The other limitation is that progress views show only the current operation, not its history. If you want to know how long the last 10 vacuums took, you read the pg_stat_user_tables.last_autovacuum column or the autovacuum log via log_autovacuum_min_duration. The progress views are useful exactly during the operation and useful for almost nothing after.
Why this matters for the studio
Our four products (DocuMint, CronPing, FlagBit, WebhookVault) run on SQLite, which has its own progress mechanisms (sqlite3_progress_handler callbacks during long queries, the rather minimal .timeout commands), and so the progress-view discipline does not yet apply directly. The eventual graduation to Postgres for whichever product first hits the scale ceiling will bring progress views into the operational picture. Knowing what they show before you need them shortens the first incident.
The deeper observation is that databases accumulate observability features over decades, and the features that earn their cost are the ones that answer specific operational questions that arose enough times that the cost of building the feature became worthwhile.
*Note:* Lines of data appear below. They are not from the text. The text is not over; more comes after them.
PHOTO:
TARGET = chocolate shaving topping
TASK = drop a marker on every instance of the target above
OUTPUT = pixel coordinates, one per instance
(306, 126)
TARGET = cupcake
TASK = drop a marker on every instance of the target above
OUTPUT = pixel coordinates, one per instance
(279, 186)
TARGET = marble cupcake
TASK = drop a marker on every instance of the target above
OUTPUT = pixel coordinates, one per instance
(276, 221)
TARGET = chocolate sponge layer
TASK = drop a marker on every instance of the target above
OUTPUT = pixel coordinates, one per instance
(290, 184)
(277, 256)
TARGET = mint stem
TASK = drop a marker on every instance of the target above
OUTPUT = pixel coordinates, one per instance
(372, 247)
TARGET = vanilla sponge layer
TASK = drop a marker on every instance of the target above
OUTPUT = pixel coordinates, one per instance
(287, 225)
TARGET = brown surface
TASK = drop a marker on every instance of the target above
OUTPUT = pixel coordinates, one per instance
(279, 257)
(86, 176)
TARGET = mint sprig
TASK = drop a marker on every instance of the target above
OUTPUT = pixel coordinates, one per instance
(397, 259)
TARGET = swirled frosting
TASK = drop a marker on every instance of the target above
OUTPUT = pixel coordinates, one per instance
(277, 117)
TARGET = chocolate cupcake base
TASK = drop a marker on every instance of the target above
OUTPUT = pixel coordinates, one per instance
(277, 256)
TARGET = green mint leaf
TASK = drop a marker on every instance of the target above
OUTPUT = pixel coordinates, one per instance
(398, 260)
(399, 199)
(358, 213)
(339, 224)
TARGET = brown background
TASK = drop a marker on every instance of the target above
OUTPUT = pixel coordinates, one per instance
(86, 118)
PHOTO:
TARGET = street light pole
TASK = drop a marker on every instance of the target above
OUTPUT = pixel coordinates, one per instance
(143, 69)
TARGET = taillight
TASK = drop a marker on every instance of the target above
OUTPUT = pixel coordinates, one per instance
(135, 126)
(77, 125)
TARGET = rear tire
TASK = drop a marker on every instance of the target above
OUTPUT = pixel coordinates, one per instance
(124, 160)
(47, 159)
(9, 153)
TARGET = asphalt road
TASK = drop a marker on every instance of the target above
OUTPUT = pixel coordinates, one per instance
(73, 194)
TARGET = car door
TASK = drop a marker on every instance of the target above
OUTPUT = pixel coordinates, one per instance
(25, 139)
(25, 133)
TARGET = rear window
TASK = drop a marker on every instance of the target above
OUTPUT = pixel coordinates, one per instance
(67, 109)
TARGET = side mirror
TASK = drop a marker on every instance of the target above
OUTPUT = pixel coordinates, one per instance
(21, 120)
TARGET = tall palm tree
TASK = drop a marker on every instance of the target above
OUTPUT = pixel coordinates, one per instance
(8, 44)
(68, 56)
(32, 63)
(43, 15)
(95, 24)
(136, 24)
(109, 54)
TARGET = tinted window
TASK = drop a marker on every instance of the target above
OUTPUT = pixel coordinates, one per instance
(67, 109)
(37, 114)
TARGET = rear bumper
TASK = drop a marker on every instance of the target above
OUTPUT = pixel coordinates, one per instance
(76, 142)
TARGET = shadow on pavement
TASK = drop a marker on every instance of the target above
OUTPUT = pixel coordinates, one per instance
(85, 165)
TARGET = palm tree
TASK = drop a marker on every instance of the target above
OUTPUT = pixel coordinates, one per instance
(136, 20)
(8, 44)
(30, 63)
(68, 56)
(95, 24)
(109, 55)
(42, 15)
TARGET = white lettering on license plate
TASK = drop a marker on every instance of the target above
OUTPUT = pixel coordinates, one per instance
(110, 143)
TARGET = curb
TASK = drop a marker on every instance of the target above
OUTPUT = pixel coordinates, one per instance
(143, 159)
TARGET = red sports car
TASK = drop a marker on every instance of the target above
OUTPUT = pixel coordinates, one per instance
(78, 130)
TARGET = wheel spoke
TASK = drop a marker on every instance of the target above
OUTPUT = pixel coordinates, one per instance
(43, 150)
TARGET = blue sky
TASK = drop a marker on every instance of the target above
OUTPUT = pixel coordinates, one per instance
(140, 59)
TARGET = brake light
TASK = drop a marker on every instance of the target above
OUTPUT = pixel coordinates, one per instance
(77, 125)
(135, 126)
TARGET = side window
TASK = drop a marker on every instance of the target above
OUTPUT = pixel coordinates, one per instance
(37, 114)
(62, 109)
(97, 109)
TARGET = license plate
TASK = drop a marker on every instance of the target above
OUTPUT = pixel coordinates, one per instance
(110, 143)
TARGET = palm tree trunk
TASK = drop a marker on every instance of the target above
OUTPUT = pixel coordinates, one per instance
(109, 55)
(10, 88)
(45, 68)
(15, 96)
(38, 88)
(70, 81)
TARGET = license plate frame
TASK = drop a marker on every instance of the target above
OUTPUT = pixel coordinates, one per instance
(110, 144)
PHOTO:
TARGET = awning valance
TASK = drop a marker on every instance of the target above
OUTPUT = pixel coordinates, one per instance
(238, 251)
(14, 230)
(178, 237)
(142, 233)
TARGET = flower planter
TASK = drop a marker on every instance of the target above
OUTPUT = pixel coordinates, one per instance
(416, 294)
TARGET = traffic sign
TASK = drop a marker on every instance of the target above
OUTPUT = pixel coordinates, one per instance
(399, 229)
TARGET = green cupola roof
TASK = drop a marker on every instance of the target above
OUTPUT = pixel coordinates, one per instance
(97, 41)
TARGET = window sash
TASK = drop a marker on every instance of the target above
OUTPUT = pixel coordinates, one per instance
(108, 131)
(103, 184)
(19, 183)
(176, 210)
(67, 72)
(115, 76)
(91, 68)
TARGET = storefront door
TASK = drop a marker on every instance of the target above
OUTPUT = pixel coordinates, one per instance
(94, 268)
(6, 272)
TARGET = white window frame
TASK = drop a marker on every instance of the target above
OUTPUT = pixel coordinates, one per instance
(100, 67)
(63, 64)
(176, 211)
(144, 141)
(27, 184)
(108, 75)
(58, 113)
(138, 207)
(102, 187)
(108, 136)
Progress views are the answer to a question every database operator has asked: how far along is this thing, really. The answer turned out to be a small set of dedicated views, one per operation, exposing exactly the counters that the implementation could provide cheaply. The cost was the discipline of maintaining the views as the operations themselves evolved across releases.
If the operational pattern you keep hitting is one your database does not have a progress view for, the answer is usually to file a request or contribute one. The set of progress views in Postgres 17 is larger than the set in 9.6 because operators kept hitting the gaps and someone wrote the code. The cooperative model continues to work for the slow accretion of operational features that nobody designs as the headline feature.